Que papel a sra. imagina para Michel Temer, Lula e FHC?

Nenhum deles tem um papel específico no processo de impeachment. É importante eles lembrarem isso, que é o Congresso que tem a responsabilidade de lidar com o assunto. O Congresso deve ter papel central, os líderes dos partidos deles devem promover um processo sério e transparente. É uma responsabilidade deles deixarem o Congresso conduzir o processo.

A sra. diz no estudo que os países sobrevivem após o impeachment. Mas e os partidos e os presidentes afastados, o que costuma ocorrer com eles?

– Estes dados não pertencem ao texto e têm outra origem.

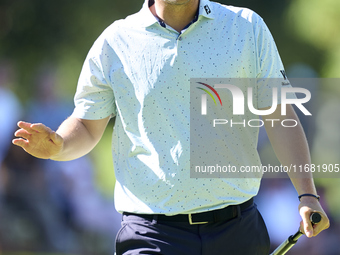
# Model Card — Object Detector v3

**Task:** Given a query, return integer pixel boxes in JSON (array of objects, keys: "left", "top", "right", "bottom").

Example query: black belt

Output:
[{"left": 123, "top": 198, "right": 254, "bottom": 225}]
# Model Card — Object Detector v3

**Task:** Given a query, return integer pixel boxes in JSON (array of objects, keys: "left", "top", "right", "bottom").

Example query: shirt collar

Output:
[{"left": 139, "top": 0, "right": 214, "bottom": 27}]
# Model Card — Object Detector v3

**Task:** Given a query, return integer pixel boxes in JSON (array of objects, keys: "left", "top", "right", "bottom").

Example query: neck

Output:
[{"left": 150, "top": 0, "right": 199, "bottom": 32}]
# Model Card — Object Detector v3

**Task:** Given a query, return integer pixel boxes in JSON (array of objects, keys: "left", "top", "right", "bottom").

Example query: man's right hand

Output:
[{"left": 12, "top": 121, "right": 64, "bottom": 159}]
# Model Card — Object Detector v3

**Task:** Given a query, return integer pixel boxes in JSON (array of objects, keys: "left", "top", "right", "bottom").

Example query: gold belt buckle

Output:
[{"left": 188, "top": 213, "right": 209, "bottom": 225}]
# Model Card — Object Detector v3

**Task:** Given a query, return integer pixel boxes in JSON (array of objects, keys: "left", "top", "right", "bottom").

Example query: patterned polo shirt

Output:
[{"left": 73, "top": 0, "right": 292, "bottom": 215}]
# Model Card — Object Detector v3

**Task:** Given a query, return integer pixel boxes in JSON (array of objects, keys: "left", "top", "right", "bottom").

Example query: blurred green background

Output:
[{"left": 0, "top": 0, "right": 340, "bottom": 254}]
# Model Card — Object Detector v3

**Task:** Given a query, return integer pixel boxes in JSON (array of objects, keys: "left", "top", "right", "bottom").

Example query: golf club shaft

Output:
[{"left": 270, "top": 212, "right": 321, "bottom": 255}]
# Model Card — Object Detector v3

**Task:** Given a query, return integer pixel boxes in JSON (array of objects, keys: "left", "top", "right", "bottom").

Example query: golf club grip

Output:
[{"left": 270, "top": 212, "right": 321, "bottom": 255}]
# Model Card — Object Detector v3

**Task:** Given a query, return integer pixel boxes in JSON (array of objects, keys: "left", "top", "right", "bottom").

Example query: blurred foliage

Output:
[
  {"left": 285, "top": 0, "right": 340, "bottom": 78},
  {"left": 0, "top": 0, "right": 142, "bottom": 100}
]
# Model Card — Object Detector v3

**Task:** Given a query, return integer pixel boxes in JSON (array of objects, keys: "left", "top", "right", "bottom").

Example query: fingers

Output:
[
  {"left": 300, "top": 212, "right": 330, "bottom": 238},
  {"left": 301, "top": 214, "right": 313, "bottom": 238}
]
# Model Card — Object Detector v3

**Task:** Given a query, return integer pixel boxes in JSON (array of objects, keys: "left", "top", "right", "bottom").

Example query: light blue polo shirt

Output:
[{"left": 73, "top": 0, "right": 290, "bottom": 215}]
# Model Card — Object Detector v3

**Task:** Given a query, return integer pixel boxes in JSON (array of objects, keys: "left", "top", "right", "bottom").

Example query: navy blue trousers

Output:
[{"left": 116, "top": 204, "right": 270, "bottom": 255}]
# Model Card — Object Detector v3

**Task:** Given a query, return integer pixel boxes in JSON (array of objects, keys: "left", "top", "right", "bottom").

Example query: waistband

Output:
[{"left": 123, "top": 198, "right": 254, "bottom": 225}]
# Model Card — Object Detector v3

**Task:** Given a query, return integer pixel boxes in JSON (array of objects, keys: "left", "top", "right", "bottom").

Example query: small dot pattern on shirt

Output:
[{"left": 74, "top": 0, "right": 290, "bottom": 214}]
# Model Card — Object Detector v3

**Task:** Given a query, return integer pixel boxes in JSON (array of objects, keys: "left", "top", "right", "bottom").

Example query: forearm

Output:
[
  {"left": 266, "top": 107, "right": 316, "bottom": 194},
  {"left": 50, "top": 116, "right": 108, "bottom": 161}
]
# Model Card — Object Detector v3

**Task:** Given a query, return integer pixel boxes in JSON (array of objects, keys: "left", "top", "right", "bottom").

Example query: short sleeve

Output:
[
  {"left": 255, "top": 15, "right": 296, "bottom": 108},
  {"left": 72, "top": 34, "right": 116, "bottom": 120}
]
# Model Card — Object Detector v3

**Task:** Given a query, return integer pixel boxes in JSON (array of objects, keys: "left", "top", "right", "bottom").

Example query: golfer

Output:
[{"left": 13, "top": 0, "right": 329, "bottom": 255}]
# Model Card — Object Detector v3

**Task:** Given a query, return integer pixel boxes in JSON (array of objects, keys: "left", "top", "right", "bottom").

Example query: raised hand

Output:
[{"left": 12, "top": 121, "right": 64, "bottom": 159}]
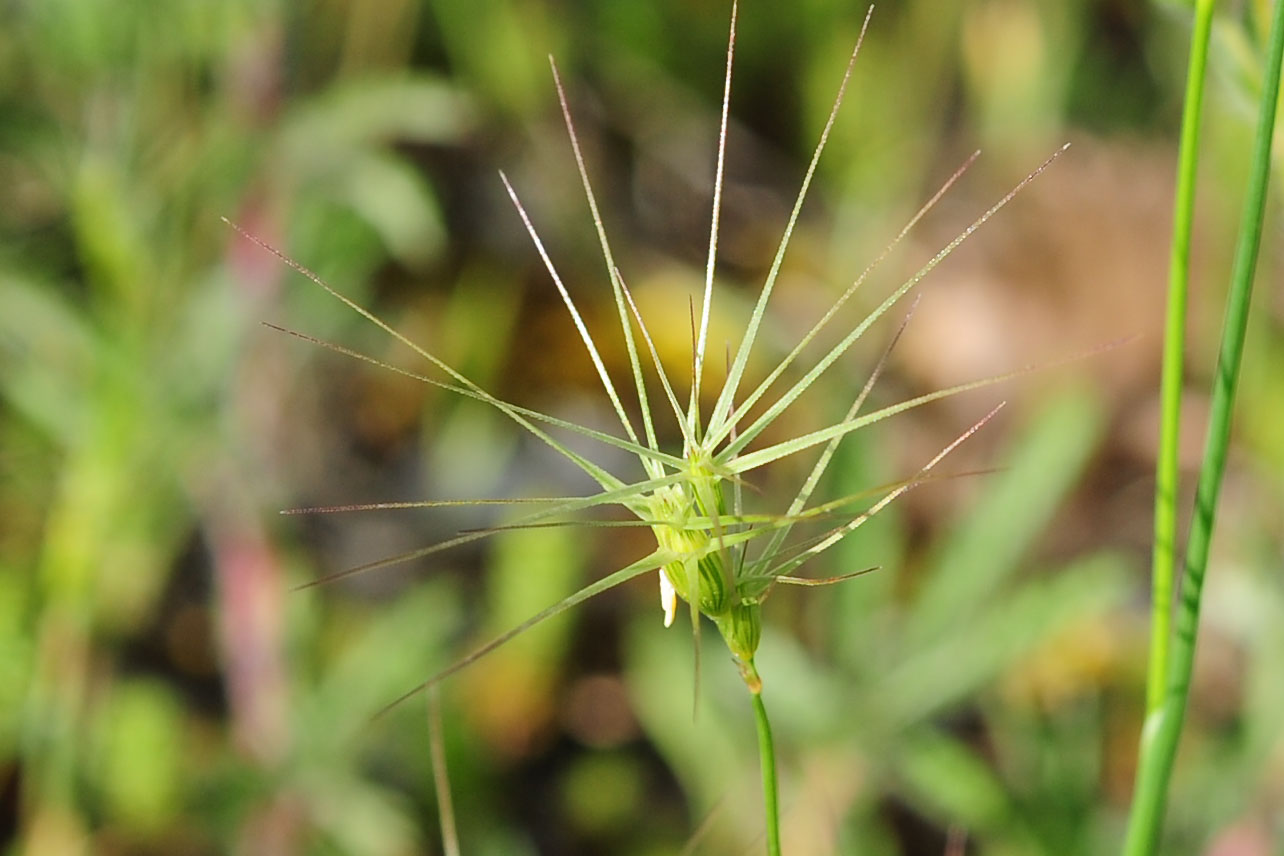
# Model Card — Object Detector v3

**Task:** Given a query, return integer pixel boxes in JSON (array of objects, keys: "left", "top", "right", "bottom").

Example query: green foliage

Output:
[{"left": 0, "top": 0, "right": 1284, "bottom": 856}]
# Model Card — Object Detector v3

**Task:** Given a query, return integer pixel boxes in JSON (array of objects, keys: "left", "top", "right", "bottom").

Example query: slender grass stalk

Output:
[
  {"left": 749, "top": 662, "right": 781, "bottom": 856},
  {"left": 428, "top": 687, "right": 460, "bottom": 856},
  {"left": 1124, "top": 0, "right": 1284, "bottom": 856},
  {"left": 1145, "top": 0, "right": 1215, "bottom": 716}
]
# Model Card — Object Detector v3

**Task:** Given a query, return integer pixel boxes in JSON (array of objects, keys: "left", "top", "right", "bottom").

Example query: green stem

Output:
[
  {"left": 1124, "top": 0, "right": 1284, "bottom": 856},
  {"left": 749, "top": 662, "right": 781, "bottom": 856},
  {"left": 1145, "top": 0, "right": 1215, "bottom": 715}
]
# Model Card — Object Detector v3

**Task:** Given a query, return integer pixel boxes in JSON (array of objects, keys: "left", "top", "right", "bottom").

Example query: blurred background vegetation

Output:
[{"left": 0, "top": 0, "right": 1284, "bottom": 856}]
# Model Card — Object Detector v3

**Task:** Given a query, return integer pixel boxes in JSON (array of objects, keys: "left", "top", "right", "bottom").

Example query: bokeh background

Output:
[{"left": 0, "top": 0, "right": 1284, "bottom": 856}]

Quase todos os partidos de presidentes alvos de impeachment continuaram na política. Os que não sobreviveram eram partidos como o de (Fernando) Collor, que existiam apenas para levar uma pessoa à Presidência. Um partido que tem história, uma vida maior que uma pessoa, tende a continuar ativo.

Como a sra. vê o funcionamento das instituições no Brasil?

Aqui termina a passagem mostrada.